A Videonystagmography, or VNG for short, is a test which measures involuntary eye motions, termed nystagmus. Theses involuntary eye motions can be fast or slow, and cause your eyes to move side to side, or up and down. This information is send to the brain, but conflicts with information from the inner ear. The inner ear, like our vision is one of our balance systems, providing information about where we are in space. This conflicting information often causes the symptoms of dizziness and imbalance. If this occurs, it is a sign of a vestibular hypofunction.
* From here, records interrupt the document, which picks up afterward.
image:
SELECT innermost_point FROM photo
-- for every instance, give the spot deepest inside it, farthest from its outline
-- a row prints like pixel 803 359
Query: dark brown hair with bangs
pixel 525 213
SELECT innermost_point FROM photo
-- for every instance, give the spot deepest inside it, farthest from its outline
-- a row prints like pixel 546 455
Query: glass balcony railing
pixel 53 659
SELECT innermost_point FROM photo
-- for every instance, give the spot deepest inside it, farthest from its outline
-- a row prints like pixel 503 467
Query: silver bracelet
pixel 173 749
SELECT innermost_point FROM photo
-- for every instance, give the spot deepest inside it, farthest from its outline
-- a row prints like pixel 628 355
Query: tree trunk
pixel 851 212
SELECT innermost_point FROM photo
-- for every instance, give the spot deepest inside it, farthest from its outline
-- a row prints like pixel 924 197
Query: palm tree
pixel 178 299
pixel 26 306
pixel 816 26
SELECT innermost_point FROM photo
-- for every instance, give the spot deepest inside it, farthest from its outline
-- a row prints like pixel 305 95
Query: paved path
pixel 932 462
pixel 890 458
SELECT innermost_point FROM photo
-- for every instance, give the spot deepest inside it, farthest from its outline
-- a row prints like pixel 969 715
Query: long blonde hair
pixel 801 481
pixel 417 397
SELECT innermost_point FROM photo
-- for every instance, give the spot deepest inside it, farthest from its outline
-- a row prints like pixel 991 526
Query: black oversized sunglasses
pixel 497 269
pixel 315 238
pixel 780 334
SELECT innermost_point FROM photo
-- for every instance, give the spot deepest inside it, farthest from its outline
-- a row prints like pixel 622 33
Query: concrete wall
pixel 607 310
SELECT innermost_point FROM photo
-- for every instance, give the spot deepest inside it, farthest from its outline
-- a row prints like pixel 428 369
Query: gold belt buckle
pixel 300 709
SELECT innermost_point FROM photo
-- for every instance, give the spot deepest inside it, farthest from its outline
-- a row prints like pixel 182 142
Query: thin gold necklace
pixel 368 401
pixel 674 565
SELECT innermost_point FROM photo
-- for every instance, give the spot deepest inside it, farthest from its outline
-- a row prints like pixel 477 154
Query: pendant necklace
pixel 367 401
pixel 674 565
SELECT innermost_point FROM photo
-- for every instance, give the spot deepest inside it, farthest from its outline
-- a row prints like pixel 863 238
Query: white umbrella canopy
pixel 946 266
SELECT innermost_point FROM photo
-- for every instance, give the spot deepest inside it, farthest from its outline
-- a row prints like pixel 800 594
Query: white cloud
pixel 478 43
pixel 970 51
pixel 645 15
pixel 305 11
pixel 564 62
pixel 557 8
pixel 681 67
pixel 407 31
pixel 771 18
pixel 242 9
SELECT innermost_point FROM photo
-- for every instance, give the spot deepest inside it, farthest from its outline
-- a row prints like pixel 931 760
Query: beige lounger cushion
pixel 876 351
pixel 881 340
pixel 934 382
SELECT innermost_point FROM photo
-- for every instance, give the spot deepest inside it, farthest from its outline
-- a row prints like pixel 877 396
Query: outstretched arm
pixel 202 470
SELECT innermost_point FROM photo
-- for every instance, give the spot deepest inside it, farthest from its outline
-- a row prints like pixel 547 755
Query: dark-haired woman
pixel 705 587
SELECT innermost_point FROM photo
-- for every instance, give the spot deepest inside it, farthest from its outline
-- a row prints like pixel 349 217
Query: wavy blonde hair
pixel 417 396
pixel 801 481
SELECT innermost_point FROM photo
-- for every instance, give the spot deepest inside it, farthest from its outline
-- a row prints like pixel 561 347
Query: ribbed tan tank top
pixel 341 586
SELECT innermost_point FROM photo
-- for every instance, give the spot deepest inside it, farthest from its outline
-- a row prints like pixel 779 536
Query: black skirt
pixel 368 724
What happens During a VNG?
Your VNG is performed by a skilled audiologist. During this test, you will be in a dark room and wearing goggles to record your eye motions. There are three categories of tests which will be performed:
- Occular Testing- Involves following moving lights on a bar
- Positional Testing – Your head and body will be moved into different positions
- Caloric Testing – Warm and cool air is blow into your ear
What Do the Results Mean?
If your results are normal, it means you inner ear (vestibular system) is working well. If the results are abnormal, it usually indicates there is a disorder of the inner ear. These disorders include:
- Vestibular hypofunction
- Benign Positional Paroxysmal Vertigo (BPPV)
Abnormal results during some test components may also indicate a central nervous system abnormality. At this point, an MRI will be ordered. Following the test, your doctor will discuss the results with you.